Keywords: democratic peace; war in Lebanon; Israel; right wing militarists; liberal; democratization; Timothy Garton Ash; Kissinger; Jacques Chirac; nonviolent democratic opposition movements; military aggression with democratization; Michael Ignatieff; Bush administration.
The “theory of democratic peace” is not just a theory, but also an empirical fact: Democratic countries do not go to war against other democratic countries. This is as strong an empirical fact as you’ll find in any of the social sciences. However, the present war in Lebanon is surely making a dent in that fact. Israel is making war against Hezbollah. And Hezbollah is well represented within the newly re-democratized state of Lebanon. Is Israel making war against Lebanon? If so, that’s a remarkable case against the “theory.”
One can certainly argue that point. True, both Israel and its highly supportive ally, the United States, claim that they are trying to help the Lebanese government gain control over a substantial chunk of territory in the southern region. But this is not the kind of “help” that Lebanon wants, so it’s at least dubious whether it constitutes help at all. When you’re bombing innocent citizens of a country, you’re not necessarily helping the state assert its authority.
Yet, oddly, it is the militaristic, right wing “realist” Israelis and Americans who most fervently support the imposition of democracy throughout the Middle East. This is, after all, the rationale behind the current Bush administration’s agenda in the Middle East and elsewhere – to spread democracy, on the theory that truly democratic societies will inevitably be allies of other free countries.
And I wouldn’t argue against that conclusion – though I am apparently a deviant person within the left side of the political spectrum these days. It has become embarrassingly apparent that the program of democratization is now a right-wing ideal, no longer held as the centerpiece of liberalism. I don’t want friends of this reactionary, militaristic kind. I want my genuine allies back. I want liberals to believe in democracy again. Please, pretty please.

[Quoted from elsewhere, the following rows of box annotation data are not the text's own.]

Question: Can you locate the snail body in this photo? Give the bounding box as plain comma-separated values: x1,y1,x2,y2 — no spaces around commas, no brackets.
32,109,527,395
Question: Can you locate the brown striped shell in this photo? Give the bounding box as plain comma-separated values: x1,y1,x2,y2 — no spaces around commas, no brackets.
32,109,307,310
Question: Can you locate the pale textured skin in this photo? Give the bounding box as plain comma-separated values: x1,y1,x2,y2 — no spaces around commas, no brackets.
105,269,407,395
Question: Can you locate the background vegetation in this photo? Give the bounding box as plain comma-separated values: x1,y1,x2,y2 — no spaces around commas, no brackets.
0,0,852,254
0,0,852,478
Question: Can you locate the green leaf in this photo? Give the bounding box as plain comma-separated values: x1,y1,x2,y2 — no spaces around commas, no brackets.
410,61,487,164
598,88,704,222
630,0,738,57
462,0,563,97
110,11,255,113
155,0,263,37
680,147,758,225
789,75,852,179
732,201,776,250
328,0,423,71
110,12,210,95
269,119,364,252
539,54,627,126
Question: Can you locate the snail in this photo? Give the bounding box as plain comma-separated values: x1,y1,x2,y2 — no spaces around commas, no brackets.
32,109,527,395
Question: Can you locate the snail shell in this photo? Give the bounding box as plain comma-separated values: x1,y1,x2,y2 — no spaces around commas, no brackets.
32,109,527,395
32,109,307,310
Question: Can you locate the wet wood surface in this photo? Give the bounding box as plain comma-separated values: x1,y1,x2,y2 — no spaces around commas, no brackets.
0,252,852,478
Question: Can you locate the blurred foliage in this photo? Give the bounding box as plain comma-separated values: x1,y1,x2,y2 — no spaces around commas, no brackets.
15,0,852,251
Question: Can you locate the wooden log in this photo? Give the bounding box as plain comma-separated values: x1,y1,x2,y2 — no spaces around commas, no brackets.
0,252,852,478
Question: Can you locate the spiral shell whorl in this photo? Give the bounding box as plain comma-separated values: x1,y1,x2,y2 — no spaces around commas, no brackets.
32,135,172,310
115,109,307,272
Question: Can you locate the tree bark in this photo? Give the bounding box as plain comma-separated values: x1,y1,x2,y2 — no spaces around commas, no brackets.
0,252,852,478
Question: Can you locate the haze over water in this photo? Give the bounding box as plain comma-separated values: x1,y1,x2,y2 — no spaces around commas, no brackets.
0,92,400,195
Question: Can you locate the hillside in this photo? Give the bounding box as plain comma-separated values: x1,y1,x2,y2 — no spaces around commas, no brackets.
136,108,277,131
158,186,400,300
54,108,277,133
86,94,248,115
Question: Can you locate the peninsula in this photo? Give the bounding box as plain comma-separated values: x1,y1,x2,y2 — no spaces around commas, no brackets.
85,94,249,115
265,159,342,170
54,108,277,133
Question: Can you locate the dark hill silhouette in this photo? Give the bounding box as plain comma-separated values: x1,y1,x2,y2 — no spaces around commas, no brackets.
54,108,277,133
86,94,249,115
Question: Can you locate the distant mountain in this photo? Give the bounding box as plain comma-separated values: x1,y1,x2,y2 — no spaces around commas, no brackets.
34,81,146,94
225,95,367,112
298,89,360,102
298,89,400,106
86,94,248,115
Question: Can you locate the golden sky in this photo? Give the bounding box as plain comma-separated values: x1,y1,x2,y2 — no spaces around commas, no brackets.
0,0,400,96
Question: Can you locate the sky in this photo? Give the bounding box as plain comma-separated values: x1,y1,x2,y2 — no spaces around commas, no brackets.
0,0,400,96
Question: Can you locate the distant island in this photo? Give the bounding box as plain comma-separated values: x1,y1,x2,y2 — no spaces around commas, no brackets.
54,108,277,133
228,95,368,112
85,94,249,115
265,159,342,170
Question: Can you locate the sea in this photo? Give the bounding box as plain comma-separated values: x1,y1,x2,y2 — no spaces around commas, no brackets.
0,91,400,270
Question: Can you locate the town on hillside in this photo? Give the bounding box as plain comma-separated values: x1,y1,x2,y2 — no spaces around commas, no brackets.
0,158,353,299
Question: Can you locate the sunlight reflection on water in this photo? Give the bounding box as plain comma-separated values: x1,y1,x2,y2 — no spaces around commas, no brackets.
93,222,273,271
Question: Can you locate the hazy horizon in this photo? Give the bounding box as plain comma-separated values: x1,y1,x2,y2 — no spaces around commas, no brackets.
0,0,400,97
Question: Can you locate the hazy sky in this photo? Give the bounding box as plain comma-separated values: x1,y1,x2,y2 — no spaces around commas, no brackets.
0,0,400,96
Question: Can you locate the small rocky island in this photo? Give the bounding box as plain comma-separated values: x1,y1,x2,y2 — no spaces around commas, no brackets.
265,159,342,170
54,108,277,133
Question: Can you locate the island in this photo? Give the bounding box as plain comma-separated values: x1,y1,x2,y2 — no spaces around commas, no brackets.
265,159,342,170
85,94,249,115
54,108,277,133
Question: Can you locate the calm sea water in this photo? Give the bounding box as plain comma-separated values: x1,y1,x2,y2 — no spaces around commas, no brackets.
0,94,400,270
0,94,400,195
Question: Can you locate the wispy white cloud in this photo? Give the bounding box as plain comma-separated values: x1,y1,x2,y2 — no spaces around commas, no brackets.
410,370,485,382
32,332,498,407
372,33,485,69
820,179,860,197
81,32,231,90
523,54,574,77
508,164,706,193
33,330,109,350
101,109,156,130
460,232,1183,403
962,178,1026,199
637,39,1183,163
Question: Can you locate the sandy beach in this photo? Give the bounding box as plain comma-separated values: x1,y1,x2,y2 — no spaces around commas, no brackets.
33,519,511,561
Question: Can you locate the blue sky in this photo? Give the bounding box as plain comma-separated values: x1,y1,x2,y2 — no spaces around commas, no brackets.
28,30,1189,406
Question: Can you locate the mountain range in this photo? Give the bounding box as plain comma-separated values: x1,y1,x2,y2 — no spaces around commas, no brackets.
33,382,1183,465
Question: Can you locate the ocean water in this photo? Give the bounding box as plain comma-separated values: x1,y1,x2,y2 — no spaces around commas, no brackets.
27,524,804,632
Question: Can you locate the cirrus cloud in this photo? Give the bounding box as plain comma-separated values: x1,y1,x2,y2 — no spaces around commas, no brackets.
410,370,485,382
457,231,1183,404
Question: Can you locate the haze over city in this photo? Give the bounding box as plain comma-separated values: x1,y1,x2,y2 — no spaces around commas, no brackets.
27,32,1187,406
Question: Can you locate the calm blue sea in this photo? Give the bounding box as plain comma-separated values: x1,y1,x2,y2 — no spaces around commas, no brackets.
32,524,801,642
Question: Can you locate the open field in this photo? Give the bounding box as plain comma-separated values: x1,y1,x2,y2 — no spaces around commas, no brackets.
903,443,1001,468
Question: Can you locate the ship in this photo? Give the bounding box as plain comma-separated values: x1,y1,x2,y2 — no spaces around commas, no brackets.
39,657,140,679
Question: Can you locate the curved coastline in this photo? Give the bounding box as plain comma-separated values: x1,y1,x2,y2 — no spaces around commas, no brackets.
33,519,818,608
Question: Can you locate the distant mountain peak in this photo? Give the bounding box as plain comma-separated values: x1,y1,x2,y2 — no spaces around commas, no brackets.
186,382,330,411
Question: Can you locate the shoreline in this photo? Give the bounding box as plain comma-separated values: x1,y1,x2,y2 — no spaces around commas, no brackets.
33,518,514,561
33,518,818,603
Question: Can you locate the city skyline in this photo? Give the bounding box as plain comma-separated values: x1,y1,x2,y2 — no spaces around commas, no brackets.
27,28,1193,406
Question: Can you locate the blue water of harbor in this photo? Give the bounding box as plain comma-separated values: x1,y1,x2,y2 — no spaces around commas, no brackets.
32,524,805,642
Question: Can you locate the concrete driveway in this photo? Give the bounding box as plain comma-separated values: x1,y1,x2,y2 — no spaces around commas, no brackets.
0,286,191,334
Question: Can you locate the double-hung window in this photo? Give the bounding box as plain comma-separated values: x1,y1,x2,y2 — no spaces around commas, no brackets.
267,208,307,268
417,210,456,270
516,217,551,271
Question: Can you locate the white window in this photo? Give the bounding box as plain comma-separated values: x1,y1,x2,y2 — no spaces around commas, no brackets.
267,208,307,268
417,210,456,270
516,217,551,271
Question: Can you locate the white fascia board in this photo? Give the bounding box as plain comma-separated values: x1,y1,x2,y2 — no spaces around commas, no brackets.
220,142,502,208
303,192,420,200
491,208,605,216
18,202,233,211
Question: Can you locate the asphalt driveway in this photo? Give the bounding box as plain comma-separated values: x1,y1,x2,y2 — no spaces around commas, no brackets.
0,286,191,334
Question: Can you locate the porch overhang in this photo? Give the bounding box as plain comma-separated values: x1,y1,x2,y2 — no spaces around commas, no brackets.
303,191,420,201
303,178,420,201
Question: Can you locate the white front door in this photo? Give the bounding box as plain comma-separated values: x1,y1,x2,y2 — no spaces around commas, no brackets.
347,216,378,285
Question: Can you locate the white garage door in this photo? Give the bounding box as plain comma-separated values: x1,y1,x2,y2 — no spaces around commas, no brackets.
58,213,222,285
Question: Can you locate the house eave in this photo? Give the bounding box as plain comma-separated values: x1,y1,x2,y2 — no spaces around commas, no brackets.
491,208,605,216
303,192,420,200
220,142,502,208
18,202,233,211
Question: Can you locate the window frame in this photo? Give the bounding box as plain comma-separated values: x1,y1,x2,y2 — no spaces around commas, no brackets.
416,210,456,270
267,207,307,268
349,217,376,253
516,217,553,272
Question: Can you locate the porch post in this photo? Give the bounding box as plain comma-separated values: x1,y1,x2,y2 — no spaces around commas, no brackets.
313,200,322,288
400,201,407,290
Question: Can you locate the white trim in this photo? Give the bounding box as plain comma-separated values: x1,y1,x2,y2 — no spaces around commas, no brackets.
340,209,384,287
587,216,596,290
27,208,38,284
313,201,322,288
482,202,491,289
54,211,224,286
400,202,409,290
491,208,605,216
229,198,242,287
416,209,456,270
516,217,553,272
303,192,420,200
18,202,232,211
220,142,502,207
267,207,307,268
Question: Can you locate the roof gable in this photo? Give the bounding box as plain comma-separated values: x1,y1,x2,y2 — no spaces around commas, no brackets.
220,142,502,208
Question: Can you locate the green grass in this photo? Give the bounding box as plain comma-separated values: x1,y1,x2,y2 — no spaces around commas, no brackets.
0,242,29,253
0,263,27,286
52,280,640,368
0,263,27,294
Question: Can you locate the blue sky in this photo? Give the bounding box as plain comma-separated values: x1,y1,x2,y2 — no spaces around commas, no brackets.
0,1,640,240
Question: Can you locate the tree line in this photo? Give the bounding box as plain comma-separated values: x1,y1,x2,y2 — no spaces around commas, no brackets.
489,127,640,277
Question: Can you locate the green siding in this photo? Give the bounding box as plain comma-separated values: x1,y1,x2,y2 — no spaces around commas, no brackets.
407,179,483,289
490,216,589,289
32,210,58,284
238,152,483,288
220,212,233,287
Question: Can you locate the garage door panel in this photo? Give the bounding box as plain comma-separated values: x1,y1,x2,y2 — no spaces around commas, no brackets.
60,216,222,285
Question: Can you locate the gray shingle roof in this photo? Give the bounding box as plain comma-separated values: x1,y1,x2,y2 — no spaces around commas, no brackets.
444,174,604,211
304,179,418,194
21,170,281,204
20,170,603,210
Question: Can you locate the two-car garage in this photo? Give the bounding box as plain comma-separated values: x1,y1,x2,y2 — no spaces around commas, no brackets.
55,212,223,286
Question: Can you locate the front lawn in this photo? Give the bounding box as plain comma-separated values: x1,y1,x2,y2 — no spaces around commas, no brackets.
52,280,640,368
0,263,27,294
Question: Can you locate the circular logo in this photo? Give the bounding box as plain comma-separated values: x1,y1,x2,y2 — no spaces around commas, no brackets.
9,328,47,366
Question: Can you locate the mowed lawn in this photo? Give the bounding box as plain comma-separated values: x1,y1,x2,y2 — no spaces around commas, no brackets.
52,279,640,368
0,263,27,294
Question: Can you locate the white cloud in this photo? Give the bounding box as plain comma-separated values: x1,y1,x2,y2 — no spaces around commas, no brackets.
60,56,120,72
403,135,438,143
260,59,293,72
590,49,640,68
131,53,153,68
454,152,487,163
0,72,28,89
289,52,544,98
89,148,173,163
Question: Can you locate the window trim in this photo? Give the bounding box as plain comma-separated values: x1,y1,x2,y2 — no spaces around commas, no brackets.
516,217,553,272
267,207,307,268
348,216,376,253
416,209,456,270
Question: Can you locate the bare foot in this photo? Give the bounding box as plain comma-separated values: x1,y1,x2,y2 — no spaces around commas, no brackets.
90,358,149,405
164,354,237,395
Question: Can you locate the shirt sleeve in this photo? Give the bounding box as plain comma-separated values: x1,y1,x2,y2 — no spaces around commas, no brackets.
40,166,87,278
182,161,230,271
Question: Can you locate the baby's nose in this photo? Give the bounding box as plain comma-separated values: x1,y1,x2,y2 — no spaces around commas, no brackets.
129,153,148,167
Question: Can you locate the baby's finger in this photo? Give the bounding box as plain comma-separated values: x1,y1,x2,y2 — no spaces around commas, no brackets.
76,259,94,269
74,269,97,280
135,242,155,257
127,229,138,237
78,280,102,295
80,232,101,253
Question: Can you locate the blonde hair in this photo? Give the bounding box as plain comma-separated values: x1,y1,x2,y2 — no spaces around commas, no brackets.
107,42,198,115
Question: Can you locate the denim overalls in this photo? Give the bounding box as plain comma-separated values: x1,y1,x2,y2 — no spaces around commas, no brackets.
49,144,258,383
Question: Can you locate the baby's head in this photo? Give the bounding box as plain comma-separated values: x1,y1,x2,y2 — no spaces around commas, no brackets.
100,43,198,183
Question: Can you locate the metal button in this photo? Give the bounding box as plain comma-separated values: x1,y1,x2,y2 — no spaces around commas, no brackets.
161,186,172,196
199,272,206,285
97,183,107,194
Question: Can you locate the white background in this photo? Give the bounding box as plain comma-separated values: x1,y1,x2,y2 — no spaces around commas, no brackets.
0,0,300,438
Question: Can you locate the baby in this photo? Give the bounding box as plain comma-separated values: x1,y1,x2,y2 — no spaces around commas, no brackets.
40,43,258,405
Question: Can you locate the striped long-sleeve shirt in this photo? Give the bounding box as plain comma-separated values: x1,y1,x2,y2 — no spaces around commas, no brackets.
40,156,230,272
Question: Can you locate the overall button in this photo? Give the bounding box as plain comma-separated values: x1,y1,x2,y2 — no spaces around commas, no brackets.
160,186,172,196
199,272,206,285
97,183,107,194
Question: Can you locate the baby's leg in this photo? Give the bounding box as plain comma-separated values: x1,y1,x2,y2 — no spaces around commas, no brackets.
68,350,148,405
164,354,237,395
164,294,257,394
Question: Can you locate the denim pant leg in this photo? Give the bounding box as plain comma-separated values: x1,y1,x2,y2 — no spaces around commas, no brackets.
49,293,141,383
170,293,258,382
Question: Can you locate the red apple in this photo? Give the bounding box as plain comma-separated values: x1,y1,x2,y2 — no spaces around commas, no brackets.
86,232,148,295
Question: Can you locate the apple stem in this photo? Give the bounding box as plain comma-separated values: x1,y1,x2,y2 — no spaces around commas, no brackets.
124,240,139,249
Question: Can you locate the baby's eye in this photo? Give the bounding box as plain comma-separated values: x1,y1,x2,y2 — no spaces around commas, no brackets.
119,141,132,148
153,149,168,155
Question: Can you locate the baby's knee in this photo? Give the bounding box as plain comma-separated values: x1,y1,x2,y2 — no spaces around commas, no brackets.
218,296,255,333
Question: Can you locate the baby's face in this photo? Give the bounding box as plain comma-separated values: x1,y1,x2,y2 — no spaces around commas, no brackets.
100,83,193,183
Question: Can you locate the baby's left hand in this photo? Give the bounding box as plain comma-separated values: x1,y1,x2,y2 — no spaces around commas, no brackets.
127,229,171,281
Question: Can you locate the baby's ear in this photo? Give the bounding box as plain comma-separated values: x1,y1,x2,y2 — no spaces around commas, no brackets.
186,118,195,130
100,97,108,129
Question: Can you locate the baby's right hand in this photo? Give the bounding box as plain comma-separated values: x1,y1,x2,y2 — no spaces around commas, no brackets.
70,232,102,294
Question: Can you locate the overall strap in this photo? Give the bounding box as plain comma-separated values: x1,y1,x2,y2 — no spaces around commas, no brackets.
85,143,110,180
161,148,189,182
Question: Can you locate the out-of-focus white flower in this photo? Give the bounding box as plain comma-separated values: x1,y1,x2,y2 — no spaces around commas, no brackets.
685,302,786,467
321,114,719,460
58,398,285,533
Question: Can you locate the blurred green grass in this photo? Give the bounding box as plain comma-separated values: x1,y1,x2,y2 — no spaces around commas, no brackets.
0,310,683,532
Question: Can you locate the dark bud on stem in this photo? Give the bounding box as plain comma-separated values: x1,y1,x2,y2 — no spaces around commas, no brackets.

That is why I am such an enthusiastic admirer of Timothy Garton Ash (see photo). In a Globe and Mail op ed piece on August 4, he argued this seemingly contradictory point: “A little democracy is a dangerous thing — so let’s have more of it.” Brilliant, Garton.
In making this point, he is running against the policies now being established in Europe by the likes of Jacques Chirac. It is also contrary to the older realist doctrines that prevailed in the Bush Sr. administration, as influenced especially by Henry Kissinger. Henry favored the promotion of America’s economic interests and the formation of alliances wherever, without regard to the dictatorial nature of those alliances. Bush Jr. is a different kettle of fish – and not one that I feel comfortable stewing in.
I’m with Garton Ash when he insists,
“In the long run, the growth of liberal democracies is the best hope for the wider Middle East. It’s the best hope of modernization, which the Arab world desperately needs; of addressing the root causes of Islamist terrorism, at least inasmuch as they lie in those countries rather than among Muslims living in the West; and of enabling Arabs, Israelis, Iranians, Kurds, and Turks to live side by side without war. But it will be a long march.”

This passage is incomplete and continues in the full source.